The midrange drivers were handmade prototypes using 3D printed parts (rear chamber and mounting ring/”butterfly”).
We have decided to keep the Menara as a concept design, which is why I am not sharing the cabinet drawings or the crossover schematic. This is a company decision. At some point however, we might decide to make a kit speaker based on parts of this concept (there are no specific plans at the moment, though).
I can describe some details of the crossover (keep in mind that it is a flat vertical baffle with no physical offset of the drivers):
1) The high-pass filter for the tweeter is 3rd order with some attenuation (no L-pad, only series resistors). The tweeter is connected in reverse polarity (normally, in a system like this, you would expect this for the midrange/filler and not for the tweeter).
2) The band-pass filter for the midrange is asymmetrical (lower slope is 12 dB/oct, upper is 6 dB/oct).
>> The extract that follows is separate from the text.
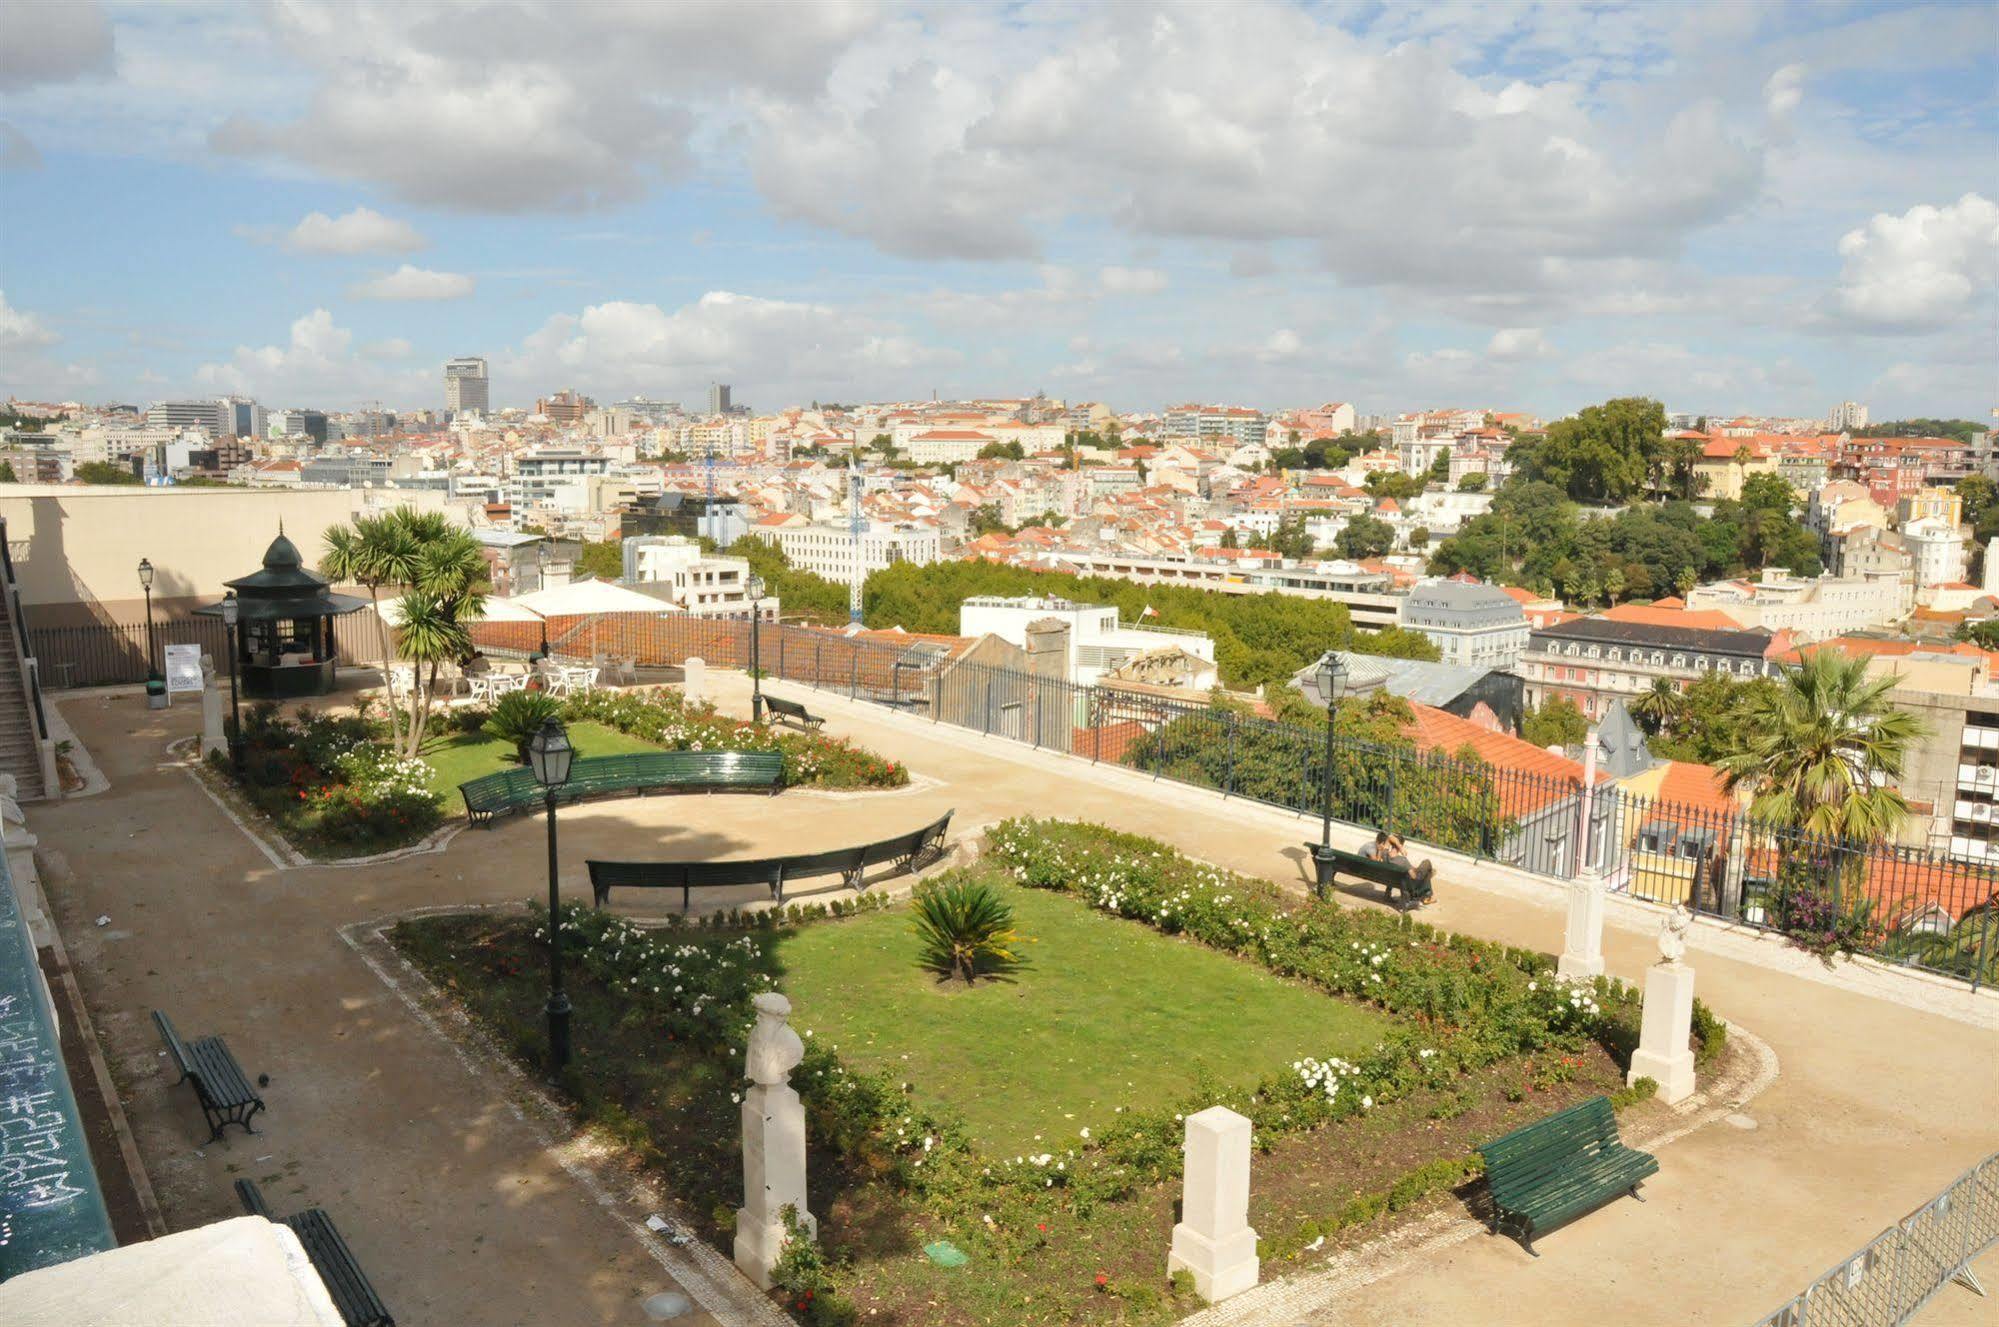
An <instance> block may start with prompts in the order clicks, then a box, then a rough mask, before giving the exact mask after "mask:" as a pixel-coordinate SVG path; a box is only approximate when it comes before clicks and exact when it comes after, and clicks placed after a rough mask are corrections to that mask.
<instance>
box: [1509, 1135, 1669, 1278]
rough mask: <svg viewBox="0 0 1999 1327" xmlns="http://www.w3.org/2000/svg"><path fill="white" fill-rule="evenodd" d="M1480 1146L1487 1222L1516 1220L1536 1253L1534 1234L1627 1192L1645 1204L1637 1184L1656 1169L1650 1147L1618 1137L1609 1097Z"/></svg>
mask: <svg viewBox="0 0 1999 1327" xmlns="http://www.w3.org/2000/svg"><path fill="white" fill-rule="evenodd" d="M1477 1153H1479V1155H1481V1157H1485V1185H1487V1189H1489V1191H1491V1201H1493V1215H1491V1223H1489V1229H1491V1233H1493V1235H1497V1233H1499V1227H1501V1225H1505V1223H1511V1225H1515V1227H1517V1229H1519V1241H1521V1247H1525V1249H1527V1253H1533V1237H1535V1235H1539V1233H1543V1231H1547V1229H1551V1227H1555V1225H1561V1223H1563V1221H1569V1219H1573V1217H1579V1215H1583V1213H1585V1211H1595V1209H1597V1207H1601V1205H1603V1203H1607V1201H1611V1199H1615V1197H1619V1195H1623V1193H1629V1195H1631V1197H1635V1199H1637V1201H1641V1203H1643V1201H1645V1197H1643V1195H1641V1193H1639V1191H1637V1187H1639V1183H1643V1181H1645V1179H1647V1177H1651V1175H1657V1173H1659V1161H1657V1159H1655V1157H1653V1155H1651V1153H1645V1151H1637V1149H1633V1147H1625V1145H1623V1141H1621V1139H1619V1137H1617V1115H1615V1111H1611V1101H1609V1097H1591V1099H1589V1101H1581V1103H1577V1105H1571V1107H1569V1109H1565V1111H1555V1113H1553V1115H1549V1117H1547V1119H1537V1121H1535V1123H1531V1125H1525V1127H1523V1129H1513V1131H1511V1133H1507V1135H1503V1137H1495V1139H1493V1141H1489V1143H1483V1145H1481V1147H1479V1149H1477ZM1533 1255H1535V1257H1541V1255H1539V1253H1533Z"/></svg>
There is some attenuation and a little EQ/correction just above the upper crossover point. The impedance curve is equalized around the resonance frequency (this was not strictly necessary, but it did improve integration with the upper mid-woofers). Driver polarity is NOT reversed. This midrange driver covers the range from 1-6 kHz (see attached response curves – maybe you also saw this at the show). I have also attached the response curves for the final MD60N-6 prototype driver.
3) The low-pass filter for the upper mid-woofers is 2nd order with impedance equalization at the system resonance frequency (this ensures a nice roll-off without any bump/boost – it makes quite a difference in listening).
4) The low-pass filter for the lower woofer is also 2nd order with impedance equalization of the upper resonance peak of the vented system (as it would otherwise affect the electrical transfer function too much – as described above).
Notice that the two woofer filters are separate branches (as opposed to a cascaded filter, which is often seen in 2½-way speakers).
5) One more thing about the Menara crossover; there is an LCR-network across the input of the crossover (or the output of the amplifier, if you like) to equalize the impedance peak associated with the crossing between the upper mid-woofers and the dome midrange driver, as this would otherwise cause an electrical phase shift slightly above 60°. This is likely not a problem for a modern solid-state amp but still it can cause some colouration and this phase shift is a lot more than what you normally see in the crossover region of e.g. 2-way speakers.
6) The complete Menara has an electrical phase shift within ±15° (the lower impedance peak of the vented system is automatically equalized, as it is paralleled with the upper mid-woofers, whose impedance is quite low here, as it is somewhat below the resonance frequency of the sealed system – that was a nice side-effect of combining the sealad and vented enclosures).
I also forgot to mention the conditions for the Menara frequency response curve. It was measure 20° off-axis in our listening room at a distance of 1.5 meters and the input voltage (rms) was about 0.7 V."